Halloween should be "ah-Boo", not "ah-Choo"
Simple precautions to keep trick-or-treaters' from eating the wrong thing
Costumed kids will soon be scurrying from door-to-door and yelling "trick-or-treat" with wide-eyed anticipation of running off with something good to eat.
It's an innocent night filled with innocent fun, but should come with a healthy dose of precaution, especially for parents.
Mom and Dad already know to warn children to watch crossing the street, to carry a flashlight and make sure costumes can be seen and those wearing them can see clearly. But what about the bounty of candy and other treats the kids will be gathering?
Food allergies are becoming more common, so its important parents insist that children don't eat any of it until they get home and have it checked.
"For the younger kids, you want to make sure there's not a choking hazard," says Dr. Jane Pearson, EMS Medical Director and Emergency Physician at OSF HealthCare Saint Anthony Medical Center, in Rockford. "And for, certainly for those children with any kind of allergies, to check the ingredient list on all the candy to make sure that there is nothing that would harm the child."
Dr.

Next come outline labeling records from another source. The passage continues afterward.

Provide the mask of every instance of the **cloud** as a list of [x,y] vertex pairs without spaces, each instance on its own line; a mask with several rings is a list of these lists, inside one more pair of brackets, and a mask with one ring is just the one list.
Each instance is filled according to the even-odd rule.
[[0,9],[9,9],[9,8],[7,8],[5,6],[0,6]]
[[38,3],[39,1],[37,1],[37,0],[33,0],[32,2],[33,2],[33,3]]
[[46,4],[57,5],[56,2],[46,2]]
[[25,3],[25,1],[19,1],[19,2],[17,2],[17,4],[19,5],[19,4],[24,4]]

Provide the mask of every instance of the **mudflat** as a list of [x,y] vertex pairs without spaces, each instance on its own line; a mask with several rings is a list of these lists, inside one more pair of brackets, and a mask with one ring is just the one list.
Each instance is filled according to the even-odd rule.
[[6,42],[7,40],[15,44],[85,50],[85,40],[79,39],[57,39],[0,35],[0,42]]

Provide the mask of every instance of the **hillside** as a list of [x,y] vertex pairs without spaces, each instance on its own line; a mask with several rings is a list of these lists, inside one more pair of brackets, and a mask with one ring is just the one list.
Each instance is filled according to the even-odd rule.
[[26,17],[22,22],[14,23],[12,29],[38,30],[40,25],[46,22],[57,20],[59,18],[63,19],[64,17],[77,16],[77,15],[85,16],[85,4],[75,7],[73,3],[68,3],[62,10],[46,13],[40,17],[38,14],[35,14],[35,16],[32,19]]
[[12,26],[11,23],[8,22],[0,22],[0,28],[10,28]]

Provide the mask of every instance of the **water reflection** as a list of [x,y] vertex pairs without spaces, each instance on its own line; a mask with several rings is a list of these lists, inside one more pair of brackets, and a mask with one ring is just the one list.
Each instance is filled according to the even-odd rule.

Pearson says peanuts and peanut-based ingredients are the biggest concern. She also advises that consumption should be moderated.
"I was guilty as a child of this too," says Dr. Pearson. "Completely binging on the candy and eating all the candy in one fell swoop is probably not a good idea for your child. And, so, if you can get the candy and ration it out in smaller aliquots, is a good idea."
As for all of us greeting the trick-or-treater's at our door, Dr. Pearson suggests handing out commercially packaged candy and food items that are well wrapped and labeled. With that, she says any homemade treats found by parents should be disposed of because you can't be certain of the ingredients or how it was made.